(Mexico) Il y a la Barbie princesse, la Barbie sportive ou la Barbie fashionista… Au Mexique, la version « squelette » de la célèbre poupée s’impose désormais sur le marché local à l’occasion du prochain Jour des Morts.

Faute de faire rêver les petites filles occidentales, cette deuxième édition d’une Barbie blanche comme les os et vêtue d’une robe rose fait grincer les dents de ceux qui voient en elle une tentative de « monétiser » la plus importante des traditions mexicaines.

Ce jouet « commémore le Mexique, sa fête, ses symboles et son peuple », qui sont marqués chaque année les 1er et 2 novembre, explique le fabricant Mattel.

La Barbie « Catrina », en référence à ce personnage populaire de la culture mexicaine est vendue 72 dollars en magasins. Elle est parée cette année d’un trousseau en dentelle rose et ornementations typiquement mexicaines, contrairement à la première édition en 2019 qui était vêtue d’une robe noire.

« Produit hybride »

Zoila Muntané, 56 ans est artiste. Elle possède une collection de quelque 2000 Barbies, dont des éditions exclusives.

Contre ceux qui dénoncent la commercialisation du « Dia de los Muertos », elle défend la version cadavérique de Barbie « Catrina ».

« Depuis l’année dernière quand elle est sortie […] je l’ai trouvée très belle, cela signifie que le fabricant tient compte de nos traditions », estime Zoila.

Mais pour des experts de la société mexicaine, cette Barbie « Catrina », qui possède les traits creusés de la célèbre peintre mexicaine Frida Kahlo, n’est qu’un nouveau cas d’« appropriation culturelle » à des fins commerciales.

Cette adaptation « est liée aux flux migratoires qui sont maintenant beaucoup plus importants », explique à l’AFP Librada Moreno, sociologue et universitaire à l’Université nationale autonome du Mexique.

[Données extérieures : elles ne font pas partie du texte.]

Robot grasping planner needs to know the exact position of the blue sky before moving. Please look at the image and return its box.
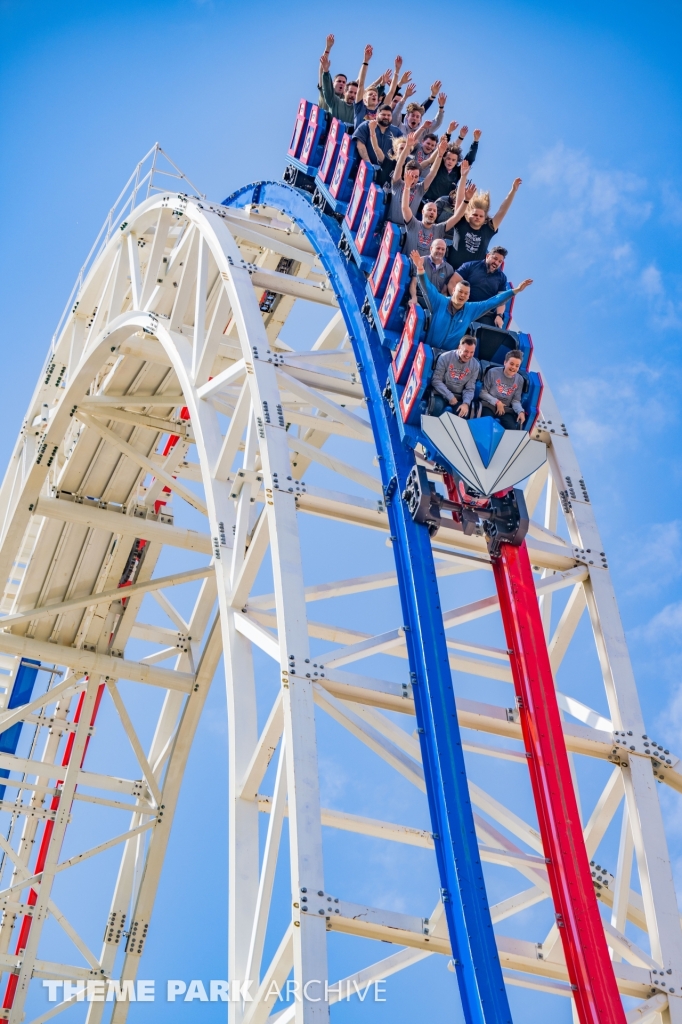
[0,0,682,1024]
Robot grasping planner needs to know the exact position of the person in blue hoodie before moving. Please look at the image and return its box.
[410,249,532,350]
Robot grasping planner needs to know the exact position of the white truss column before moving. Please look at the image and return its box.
[219,249,329,1024]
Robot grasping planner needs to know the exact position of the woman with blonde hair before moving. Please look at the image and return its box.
[446,160,521,270]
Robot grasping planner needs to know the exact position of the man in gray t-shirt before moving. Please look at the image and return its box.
[480,348,525,430]
[410,239,455,309]
[431,334,480,419]
[401,170,464,256]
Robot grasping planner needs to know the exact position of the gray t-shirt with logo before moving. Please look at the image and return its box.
[402,217,445,256]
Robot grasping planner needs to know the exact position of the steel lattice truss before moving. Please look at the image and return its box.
[0,178,682,1024]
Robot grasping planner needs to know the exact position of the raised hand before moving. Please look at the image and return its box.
[410,249,424,273]
[514,278,532,295]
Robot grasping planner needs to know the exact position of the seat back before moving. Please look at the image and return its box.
[368,221,400,302]
[379,253,410,333]
[393,305,426,384]
[343,160,374,231]
[287,99,312,158]
[398,342,433,427]
[317,118,346,185]
[329,133,357,203]
[355,181,386,257]
[299,103,330,170]
[469,322,532,370]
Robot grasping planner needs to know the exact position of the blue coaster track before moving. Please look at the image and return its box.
[223,181,512,1024]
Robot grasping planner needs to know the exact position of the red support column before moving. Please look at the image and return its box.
[493,542,626,1024]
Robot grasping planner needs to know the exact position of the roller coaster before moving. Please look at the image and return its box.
[0,100,682,1024]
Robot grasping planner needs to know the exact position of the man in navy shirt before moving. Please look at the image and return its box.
[447,246,509,327]
[353,103,402,184]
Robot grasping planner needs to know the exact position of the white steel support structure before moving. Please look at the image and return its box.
[0,176,682,1024]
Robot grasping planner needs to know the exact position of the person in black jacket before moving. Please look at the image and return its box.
[424,129,481,203]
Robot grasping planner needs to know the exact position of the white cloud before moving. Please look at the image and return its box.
[559,356,682,457]
[627,519,682,598]
[529,142,651,269]
[639,263,664,298]
[641,598,682,644]
[529,142,682,330]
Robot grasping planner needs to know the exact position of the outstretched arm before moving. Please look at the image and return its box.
[384,54,402,103]
[410,249,450,310]
[431,92,447,131]
[493,178,521,231]
[400,171,413,224]
[422,78,442,111]
[319,53,334,112]
[357,43,374,96]
[369,121,385,164]
[445,160,476,231]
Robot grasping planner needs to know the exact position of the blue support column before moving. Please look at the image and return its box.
[223,181,511,1024]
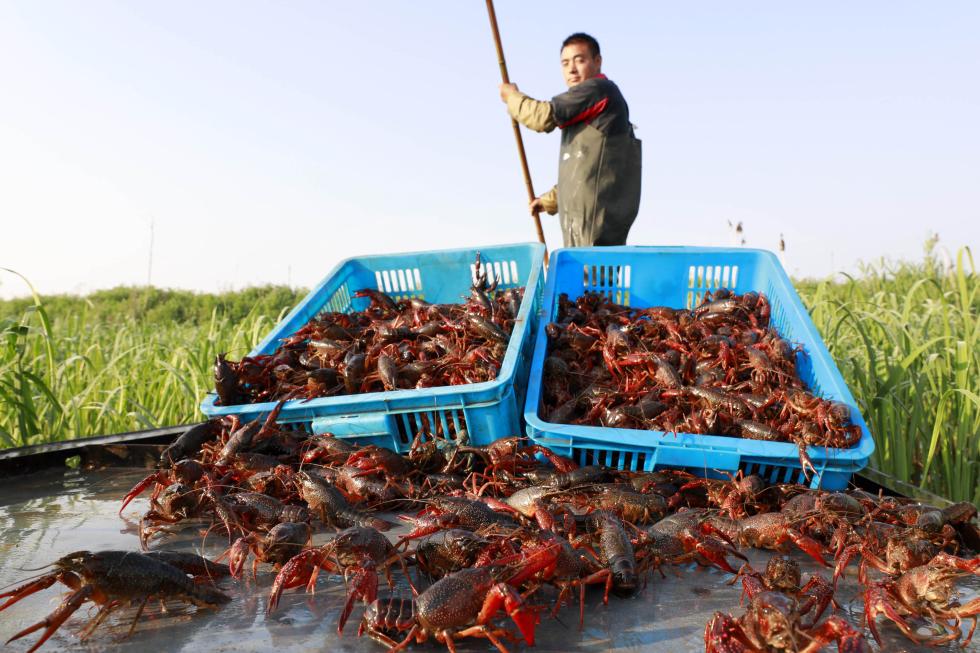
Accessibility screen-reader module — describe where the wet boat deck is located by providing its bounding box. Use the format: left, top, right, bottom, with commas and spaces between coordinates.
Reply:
0, 468, 980, 653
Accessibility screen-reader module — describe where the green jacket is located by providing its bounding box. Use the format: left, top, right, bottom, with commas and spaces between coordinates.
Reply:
507, 75, 641, 247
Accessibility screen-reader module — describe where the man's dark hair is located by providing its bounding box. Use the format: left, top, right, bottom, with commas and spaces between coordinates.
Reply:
561, 32, 599, 59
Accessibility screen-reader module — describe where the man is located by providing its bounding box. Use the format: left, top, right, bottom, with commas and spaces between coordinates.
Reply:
500, 33, 640, 247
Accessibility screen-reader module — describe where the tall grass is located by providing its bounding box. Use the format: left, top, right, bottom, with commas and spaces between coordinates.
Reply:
0, 270, 297, 447
798, 248, 980, 503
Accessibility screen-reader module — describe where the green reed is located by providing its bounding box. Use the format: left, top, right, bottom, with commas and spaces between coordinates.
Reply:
798, 248, 980, 503
0, 271, 299, 447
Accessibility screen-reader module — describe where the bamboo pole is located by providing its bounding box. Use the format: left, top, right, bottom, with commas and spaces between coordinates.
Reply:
487, 0, 548, 265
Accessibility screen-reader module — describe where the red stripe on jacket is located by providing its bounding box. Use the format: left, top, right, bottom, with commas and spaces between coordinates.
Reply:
558, 73, 609, 129
558, 98, 609, 129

« D’un point de vue commercial », cette poupée est « le produit hybride entre ce qui existe de l’autre côté de la frontière (aux États-Unis) et ce que nous connaissons de ce côté-ci », ajoute-t-elle.

Ceux qui critiquent l’aspect « appropriation culturelle » mettent aussi en garde contre un risque de distorsion des traditions et des symboles, auquel d’autres répliquent par la nécessaire liberté de création.

« Coco »

Librada Moreno affirme qu’aux États-Unis, où vivent quelque 36 millions de Mexicains ou originaires du Mexique, un nombre croissant de traditions mexicaines sont célébrées.

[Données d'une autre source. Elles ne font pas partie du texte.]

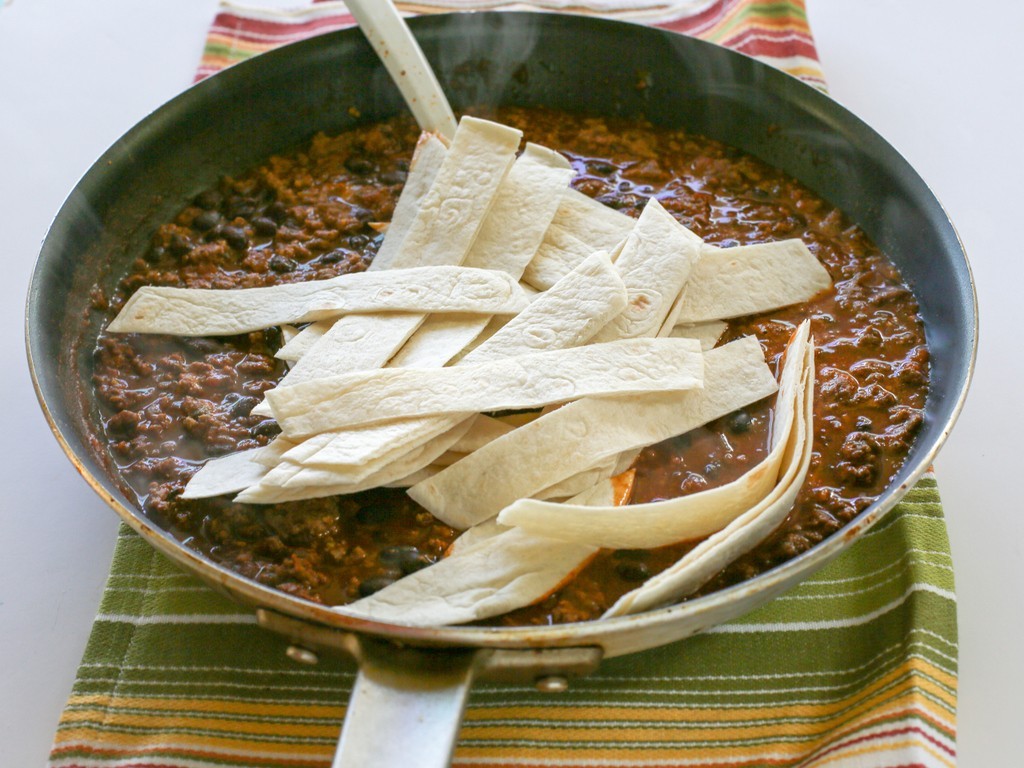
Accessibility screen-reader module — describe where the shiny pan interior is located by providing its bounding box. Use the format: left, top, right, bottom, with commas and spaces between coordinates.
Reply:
27, 12, 977, 655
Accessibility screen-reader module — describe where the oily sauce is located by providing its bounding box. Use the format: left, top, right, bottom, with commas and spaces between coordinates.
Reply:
93, 110, 929, 625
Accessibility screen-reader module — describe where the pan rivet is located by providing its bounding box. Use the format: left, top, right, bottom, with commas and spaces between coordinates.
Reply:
285, 645, 319, 667
537, 675, 569, 693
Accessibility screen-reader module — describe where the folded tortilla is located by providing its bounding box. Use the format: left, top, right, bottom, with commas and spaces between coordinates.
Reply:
409, 337, 777, 528
598, 322, 814, 616
266, 339, 703, 439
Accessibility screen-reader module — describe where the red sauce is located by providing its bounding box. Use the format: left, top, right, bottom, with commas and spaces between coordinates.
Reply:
94, 111, 928, 624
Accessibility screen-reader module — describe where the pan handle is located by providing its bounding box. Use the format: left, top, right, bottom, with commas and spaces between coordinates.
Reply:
332, 639, 481, 768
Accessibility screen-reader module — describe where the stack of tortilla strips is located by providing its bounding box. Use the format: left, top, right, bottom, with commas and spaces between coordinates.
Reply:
109, 117, 831, 625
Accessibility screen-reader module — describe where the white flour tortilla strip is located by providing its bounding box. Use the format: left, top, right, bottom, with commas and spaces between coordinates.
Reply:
461, 251, 627, 365
260, 117, 521, 388
498, 323, 808, 549
266, 339, 703, 439
374, 117, 522, 269
675, 240, 831, 324
444, 517, 511, 557
604, 324, 814, 617
276, 253, 626, 467
452, 414, 513, 454
592, 198, 701, 343
335, 473, 633, 626
523, 188, 635, 291
273, 317, 337, 362
551, 187, 636, 246
108, 266, 526, 336
522, 224, 607, 291
181, 439, 293, 499
409, 337, 777, 528
668, 321, 729, 352
234, 422, 469, 504
334, 530, 598, 627
388, 143, 572, 368
387, 312, 492, 368
367, 133, 447, 271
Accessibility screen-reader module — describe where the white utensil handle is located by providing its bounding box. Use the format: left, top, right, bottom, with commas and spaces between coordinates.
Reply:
346, 0, 456, 138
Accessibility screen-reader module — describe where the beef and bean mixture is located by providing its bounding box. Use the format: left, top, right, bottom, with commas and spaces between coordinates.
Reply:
94, 110, 929, 624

Le créateur de la Barbie cadavérique, l’Américano-Mexicain Javier Meabe, explique qu’il a cherché à « faire connaître la célébration du Jour des Morts » qui, selon les légendes indigènes, marque le retour des morts dans le monde des vivants pour y être honorés par des offrandes dans les maisons et les cimetières.

« C’est une très belle tradition, comme il y en a peu dans le monde » et désignée comme partie intégrante du Patrimoine culturel immatériel de l’humanité par l’UNESCO en 2003, estime Carlos Sandoval, également amateur de poupées Barbie.

Pour la sociologue, cette journée qui « devrait être un thème solennel » est devenue un évènement commercial aux États-Unis depuis le succès retentissant du dessin animé Coco (2017) de Disney Pixar.

En plus de la poupée, cette année a vu l’ajout de produits dérivés comme une souris Minnie « Catrina » -inspirée par le personnage créé par le dessinateur José Guadalupe Posada en 1912 — et une collection de baskets Nike.

La nouvelle édition de « Barbie Day of the Dead » est la quatrième inspirée par des femmes mexicaines, après la Catrina de 2019 et celles consacrées à la golfeuse Lorena Ochoa et à l’artiste peintre Frida Kahlo.

Cette dernière ne peut être vendue au Mexique, car la famille de Kahlo considère que l’image de la poupée ne correspond pas à l’artiste.

« Barbie a toujours été conçue dans une perspective purement occidentale », explique Librada Moreno.

« Le Jour des Morts est l’une des traditions les plus pures et les plus ancestrales du Mexique […] Ni Barbie ni aucune autre manifestation de la culture pop ne modifie ses racines préhispaniques » vieilles de 3000 ans, estime la sociologue.

Depuis son lancement en 1959, Barbie a vendu plus d’un milliard d’exemplaires de ses poupées.